SC: Now here’s something I have a problem with, though it’s more from a marketing standpoint. In the poster for the movie it says, “It’s not the house that’s haunted.” So they’re basically giving away one of the main hooks of the movie – something that the movie builds up to dramatically. When you go into the movie knowing the kid’s haunted – doesn’t that defeat the purpose a little bit?

LW: The marketing departments of studios operate independently, you’ve got them saying “You guys have done your work, now we need to sell the film.” It’s of more interest to them for people to see the movie because that tagline intrigues them than have a few people disappointed.

SC: Sure. But you guys spend all this time building up to this moment that is on the movie poster going into the movie.

LW: But we also want people to see the film too. [Wan laughs] I still feel like there are still things in the movie the tagline doesn’t give away.

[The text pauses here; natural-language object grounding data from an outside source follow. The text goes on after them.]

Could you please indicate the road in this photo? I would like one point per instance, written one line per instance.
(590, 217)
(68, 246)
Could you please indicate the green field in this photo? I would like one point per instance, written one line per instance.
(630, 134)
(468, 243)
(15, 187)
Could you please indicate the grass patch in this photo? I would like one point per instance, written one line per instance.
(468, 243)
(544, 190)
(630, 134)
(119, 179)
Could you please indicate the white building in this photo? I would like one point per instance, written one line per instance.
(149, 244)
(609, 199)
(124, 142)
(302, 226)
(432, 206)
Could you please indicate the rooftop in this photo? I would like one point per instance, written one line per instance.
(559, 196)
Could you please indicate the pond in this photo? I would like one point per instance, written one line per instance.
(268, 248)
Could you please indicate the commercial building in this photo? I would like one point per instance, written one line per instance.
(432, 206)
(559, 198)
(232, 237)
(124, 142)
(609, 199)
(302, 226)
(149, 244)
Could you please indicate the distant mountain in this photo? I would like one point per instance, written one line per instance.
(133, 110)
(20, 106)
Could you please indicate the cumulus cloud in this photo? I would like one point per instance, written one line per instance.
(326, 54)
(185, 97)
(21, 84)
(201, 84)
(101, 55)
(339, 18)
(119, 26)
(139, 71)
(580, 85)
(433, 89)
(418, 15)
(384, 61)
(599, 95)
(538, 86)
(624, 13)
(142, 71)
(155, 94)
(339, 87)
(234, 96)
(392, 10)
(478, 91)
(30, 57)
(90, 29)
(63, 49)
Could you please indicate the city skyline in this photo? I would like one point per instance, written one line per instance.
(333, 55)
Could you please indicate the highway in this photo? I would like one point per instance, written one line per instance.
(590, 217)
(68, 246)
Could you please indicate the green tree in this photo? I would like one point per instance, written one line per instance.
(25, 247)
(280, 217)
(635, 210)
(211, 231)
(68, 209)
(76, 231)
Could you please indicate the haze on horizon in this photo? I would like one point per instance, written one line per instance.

JW: It never tells you where the haunting comes from. That’s a whole other layer to it.

SC: Can you talk about one of my favourite scenes, where the demon is sharpening his nails? All those details, like with Tiny Tim singing… Was it always going to be Tiny Tim?

JW: I think the song is extra creepy when you know who Tiny Tim is as well. It gives you goosebumps. That scene, it’s what Leigh and I bring to it – we may be telling a mainstream story that involves a particular demon, but when do you see a demon on some kind of sawing machine?